3) Detection Using Strips

The detection is the same as that in II of Example 2.

Each group is repeated three times, and the detection results are determined by using Image J to measure the gray value of the bands. The results are shown in FIG. 9. When the final concentration of crRNA is 22.5 nM, 11 nM or 5.5 nM, the T line disappeared completely. Considering that RNA is easy to degrade, the final concentration of crRNA in the system is selected as 22.5 nM. That is, 3 μL of 375 nM crRNA is added to 50 μL of the system.

3. Selection of Optimal Concentration of rNTP

The detection method is the same as that in II of Example 2.

1) Amplification of Target Nucleic Acids

The amplification is the same as that in II of Example 2, and the nucleic acid in the sample to be tested is replaced with 1 copy/μL of SARS-CoV-2 RNA (SARS-CoV-2 nucleic acid standard substance, National Institute of Metrology, GBW(E)091089).

2) CRISPR Reaction

It is the same as that in Example 2, and the concentrations of rNTP are 0.5, 1, and 2 m M respectively.

3) Detection Using Strips

It is the same as that in II of Example 2.

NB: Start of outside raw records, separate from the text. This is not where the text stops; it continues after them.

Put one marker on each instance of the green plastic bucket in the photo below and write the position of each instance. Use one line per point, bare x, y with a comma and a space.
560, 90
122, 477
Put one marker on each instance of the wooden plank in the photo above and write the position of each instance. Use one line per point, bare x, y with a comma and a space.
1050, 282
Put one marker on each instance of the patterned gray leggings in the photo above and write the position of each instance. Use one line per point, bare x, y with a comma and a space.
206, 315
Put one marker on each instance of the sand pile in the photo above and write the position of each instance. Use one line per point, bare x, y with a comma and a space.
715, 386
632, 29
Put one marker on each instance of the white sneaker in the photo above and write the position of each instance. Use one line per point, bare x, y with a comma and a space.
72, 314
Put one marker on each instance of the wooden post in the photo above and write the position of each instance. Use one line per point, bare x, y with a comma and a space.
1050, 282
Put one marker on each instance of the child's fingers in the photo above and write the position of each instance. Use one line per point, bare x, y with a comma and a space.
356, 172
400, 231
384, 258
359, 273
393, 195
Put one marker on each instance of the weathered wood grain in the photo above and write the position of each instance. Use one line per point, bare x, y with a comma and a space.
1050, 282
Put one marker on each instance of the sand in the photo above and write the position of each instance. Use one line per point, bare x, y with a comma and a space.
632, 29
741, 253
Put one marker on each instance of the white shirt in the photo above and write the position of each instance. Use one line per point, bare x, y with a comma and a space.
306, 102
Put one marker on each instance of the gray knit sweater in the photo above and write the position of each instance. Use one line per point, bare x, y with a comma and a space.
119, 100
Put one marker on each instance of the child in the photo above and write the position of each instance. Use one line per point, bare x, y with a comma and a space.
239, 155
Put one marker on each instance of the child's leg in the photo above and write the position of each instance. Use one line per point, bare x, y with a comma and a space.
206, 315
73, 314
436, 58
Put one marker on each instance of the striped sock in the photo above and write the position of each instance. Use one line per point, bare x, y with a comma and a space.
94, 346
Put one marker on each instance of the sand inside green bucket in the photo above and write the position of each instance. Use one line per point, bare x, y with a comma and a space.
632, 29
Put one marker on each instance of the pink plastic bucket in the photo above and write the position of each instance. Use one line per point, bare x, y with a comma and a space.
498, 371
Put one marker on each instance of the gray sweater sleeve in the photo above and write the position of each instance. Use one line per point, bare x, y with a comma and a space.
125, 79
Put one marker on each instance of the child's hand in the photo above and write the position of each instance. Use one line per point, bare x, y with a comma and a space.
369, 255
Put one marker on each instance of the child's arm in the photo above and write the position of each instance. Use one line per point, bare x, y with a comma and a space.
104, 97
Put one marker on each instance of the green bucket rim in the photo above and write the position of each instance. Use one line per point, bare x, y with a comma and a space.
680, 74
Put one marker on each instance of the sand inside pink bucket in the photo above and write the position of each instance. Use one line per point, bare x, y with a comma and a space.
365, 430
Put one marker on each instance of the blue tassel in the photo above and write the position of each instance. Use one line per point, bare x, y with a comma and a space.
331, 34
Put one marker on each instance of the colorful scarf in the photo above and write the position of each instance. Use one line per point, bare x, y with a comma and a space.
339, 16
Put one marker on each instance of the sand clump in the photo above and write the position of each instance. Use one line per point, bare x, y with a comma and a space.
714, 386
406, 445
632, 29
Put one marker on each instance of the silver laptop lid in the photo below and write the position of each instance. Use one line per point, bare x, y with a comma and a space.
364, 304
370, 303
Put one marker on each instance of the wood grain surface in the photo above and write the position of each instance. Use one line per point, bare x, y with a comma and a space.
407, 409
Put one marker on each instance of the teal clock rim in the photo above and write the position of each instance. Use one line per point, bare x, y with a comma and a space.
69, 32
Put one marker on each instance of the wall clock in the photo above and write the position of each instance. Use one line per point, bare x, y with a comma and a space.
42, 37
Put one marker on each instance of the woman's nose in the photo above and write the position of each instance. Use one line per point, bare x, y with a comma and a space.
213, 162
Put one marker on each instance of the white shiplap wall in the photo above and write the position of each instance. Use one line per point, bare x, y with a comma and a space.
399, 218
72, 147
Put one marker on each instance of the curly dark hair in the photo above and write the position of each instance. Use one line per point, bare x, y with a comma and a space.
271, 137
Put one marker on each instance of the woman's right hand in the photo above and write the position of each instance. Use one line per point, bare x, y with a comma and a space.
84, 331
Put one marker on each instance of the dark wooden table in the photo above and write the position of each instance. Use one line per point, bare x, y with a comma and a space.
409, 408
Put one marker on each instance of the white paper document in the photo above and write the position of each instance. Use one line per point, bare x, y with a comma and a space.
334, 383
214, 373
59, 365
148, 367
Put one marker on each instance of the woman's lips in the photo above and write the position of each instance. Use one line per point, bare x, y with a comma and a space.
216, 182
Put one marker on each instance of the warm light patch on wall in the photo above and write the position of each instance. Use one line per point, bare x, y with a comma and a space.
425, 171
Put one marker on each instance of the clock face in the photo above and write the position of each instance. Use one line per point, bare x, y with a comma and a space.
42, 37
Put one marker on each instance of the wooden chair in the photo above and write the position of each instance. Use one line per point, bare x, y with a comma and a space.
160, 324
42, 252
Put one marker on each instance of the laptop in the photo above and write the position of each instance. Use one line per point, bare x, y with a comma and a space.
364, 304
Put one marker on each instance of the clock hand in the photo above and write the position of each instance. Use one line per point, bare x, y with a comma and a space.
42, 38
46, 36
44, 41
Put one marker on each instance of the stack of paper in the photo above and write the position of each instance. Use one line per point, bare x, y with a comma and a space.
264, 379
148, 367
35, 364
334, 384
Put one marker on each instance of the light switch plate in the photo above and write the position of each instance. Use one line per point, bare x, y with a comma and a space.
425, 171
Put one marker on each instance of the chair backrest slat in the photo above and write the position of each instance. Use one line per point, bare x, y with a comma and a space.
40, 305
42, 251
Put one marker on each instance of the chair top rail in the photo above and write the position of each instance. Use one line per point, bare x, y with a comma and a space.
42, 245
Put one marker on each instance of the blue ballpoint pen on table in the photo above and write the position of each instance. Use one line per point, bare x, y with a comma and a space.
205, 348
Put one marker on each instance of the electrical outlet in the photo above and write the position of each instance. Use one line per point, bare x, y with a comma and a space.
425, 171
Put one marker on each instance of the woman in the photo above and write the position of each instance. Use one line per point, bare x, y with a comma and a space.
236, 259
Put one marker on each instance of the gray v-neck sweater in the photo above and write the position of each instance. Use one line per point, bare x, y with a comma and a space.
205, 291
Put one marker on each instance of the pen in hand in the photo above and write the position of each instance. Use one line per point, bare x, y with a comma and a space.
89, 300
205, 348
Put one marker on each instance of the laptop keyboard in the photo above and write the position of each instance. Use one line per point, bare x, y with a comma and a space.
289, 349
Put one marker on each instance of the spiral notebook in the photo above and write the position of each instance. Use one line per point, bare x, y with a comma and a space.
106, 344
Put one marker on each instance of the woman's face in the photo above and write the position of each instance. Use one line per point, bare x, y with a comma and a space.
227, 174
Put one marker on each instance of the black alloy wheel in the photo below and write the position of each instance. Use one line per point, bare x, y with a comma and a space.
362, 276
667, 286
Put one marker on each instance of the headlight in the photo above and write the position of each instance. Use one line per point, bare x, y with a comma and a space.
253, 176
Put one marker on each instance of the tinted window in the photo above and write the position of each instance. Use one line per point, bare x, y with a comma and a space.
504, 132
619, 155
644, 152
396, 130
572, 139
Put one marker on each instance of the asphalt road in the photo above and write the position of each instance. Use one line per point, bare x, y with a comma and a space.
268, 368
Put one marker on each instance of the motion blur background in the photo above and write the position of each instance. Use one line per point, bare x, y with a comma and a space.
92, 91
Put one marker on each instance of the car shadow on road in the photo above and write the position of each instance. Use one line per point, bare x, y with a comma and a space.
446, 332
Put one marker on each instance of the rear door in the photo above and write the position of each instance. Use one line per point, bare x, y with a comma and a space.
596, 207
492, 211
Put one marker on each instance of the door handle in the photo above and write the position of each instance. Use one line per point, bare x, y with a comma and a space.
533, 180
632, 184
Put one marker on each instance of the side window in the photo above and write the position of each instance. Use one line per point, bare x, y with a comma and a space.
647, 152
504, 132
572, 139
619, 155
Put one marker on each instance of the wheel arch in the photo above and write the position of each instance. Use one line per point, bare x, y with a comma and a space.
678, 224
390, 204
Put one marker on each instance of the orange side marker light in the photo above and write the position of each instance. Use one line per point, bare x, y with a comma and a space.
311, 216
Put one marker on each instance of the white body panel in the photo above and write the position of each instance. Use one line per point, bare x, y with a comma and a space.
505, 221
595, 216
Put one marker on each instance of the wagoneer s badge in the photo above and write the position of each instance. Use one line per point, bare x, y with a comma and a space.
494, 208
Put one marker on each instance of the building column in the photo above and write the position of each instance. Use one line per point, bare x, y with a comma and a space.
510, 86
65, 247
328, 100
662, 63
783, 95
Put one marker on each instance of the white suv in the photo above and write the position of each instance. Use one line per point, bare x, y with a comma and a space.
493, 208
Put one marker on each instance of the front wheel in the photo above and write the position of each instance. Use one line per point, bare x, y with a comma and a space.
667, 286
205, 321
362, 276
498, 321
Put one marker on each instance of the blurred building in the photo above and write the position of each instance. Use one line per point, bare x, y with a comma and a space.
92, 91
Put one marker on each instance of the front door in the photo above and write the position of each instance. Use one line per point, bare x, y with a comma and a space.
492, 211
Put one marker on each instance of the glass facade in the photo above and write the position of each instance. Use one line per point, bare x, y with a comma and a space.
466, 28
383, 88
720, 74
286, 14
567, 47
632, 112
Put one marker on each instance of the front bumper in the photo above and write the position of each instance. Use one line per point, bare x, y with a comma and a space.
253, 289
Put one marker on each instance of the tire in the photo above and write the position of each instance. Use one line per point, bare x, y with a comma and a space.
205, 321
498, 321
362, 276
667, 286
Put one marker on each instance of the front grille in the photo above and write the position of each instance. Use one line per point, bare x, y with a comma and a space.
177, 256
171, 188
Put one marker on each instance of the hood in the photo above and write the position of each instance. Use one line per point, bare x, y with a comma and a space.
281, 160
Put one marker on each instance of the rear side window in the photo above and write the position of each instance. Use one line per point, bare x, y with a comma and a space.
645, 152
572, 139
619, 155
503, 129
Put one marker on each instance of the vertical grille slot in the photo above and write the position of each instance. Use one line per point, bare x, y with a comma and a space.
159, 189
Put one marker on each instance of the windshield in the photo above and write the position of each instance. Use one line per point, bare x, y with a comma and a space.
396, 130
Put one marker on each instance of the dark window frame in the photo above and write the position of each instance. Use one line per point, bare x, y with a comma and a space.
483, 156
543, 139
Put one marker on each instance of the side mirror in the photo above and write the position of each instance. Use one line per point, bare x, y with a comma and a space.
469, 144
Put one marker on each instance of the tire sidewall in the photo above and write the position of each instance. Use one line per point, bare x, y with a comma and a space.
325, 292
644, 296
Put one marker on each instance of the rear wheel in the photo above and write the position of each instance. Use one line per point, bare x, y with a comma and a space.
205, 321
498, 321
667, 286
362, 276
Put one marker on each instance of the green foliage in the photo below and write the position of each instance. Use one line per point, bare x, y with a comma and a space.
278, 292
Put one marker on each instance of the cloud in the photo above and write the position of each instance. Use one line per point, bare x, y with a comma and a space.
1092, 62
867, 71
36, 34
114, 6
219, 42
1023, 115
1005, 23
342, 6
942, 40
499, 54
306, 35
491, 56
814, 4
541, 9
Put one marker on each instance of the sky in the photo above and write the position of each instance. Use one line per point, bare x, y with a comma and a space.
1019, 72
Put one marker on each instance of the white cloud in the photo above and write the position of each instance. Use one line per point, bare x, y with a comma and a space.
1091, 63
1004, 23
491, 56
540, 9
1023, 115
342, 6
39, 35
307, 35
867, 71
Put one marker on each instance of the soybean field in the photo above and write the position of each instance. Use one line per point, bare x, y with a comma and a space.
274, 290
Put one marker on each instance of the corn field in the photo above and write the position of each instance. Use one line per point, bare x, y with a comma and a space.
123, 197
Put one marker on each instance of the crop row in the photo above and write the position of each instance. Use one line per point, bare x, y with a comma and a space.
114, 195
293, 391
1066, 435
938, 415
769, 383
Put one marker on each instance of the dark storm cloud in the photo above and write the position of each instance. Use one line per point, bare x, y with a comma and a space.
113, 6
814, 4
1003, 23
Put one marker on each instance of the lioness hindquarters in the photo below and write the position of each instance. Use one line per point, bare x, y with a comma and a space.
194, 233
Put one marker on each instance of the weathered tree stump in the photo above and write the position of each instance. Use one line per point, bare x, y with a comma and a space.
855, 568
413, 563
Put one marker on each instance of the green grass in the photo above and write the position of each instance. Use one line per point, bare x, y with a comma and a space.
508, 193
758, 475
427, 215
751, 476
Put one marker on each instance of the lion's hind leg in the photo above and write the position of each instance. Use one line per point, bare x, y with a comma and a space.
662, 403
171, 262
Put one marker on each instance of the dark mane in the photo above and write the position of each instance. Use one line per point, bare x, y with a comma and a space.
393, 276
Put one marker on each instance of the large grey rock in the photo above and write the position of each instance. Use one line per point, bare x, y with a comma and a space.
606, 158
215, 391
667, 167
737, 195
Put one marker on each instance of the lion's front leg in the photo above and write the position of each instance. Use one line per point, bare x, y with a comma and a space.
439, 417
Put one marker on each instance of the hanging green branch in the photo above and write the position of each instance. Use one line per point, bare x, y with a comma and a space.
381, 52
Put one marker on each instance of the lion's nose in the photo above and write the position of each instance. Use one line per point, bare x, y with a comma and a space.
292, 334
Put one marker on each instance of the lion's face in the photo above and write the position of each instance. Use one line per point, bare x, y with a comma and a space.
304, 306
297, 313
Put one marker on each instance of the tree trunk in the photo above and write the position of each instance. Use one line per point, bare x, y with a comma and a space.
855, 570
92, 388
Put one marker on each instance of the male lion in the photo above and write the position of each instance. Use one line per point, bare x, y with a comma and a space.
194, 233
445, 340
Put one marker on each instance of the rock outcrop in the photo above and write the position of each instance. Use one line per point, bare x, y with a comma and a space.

Each group is repeated three times, and the detection results are determined by using Image J to measure the gray value of the bands. The results are shown in FIG. 10. When the final concentration of rNTP is 0.5 mM, the T line appeared, obviously. When the final concentration of rNTP is 1 mM or 2 mM, the T line disappears completely. In order to ensure the complete reaction, the amount raw materials are appropriately increased without affecting the normal reaction. Therefore, the final concentration of rNTP in the system is selected as 2 mM. That is, 4 μL of 25 mM rNTP is added to 50 μL of the system.

4. Selection of the Optimal Concentration of RNase Inhibitor

The detection method is the same as that in II of Example 2.

1) Amplification of Target Nucleic Acids

The amplification is the same as that in II of Example 2, and the nucleic acid in the sample to be tested is replaced with 1 copy/μL of SARS-CoV-2 RNA (SARS-CoV-2 nucleic acid standard substance, National Institute of Metrology, GBW(E)091089).

2) CRISPR Reaction

It is the same as that in II of Example 2. The concentrations of RNase inhibitors are 0.8, 1.2, and 1.6 mM respectively.

3) Detection Using Strips

The detection is the same as that in II of Example 2.

Each group is repeated three times, and the detection results are determined by using Image J to measure the gray value of the bands. The, results are shown in FIG. 11. When the final concentration of RNase inhibitor is 1.6 IU/μL, 1.2 IU/μL, and 0.8 IU/μL, the T line disappeared completely. In order to ensure that the reaction is not interfered by exogenous RNase, the amount of RNase inhibitor should be appropriately increased without affecting the normal reaction. Therefore, the final concentration of RNase inhibitor in the system is selected as 1.6 IU/μL. That is, 2 μL of 40 IU/μL RNase inhibitor (2 μL RNase inhibitor (Murine RNase inhibitor, NEB, M0314L)) is added into 50 μL of the system.

5. Selection of Optimal Concentration of Cas13a

The detection method is the same as that in II of Example 2.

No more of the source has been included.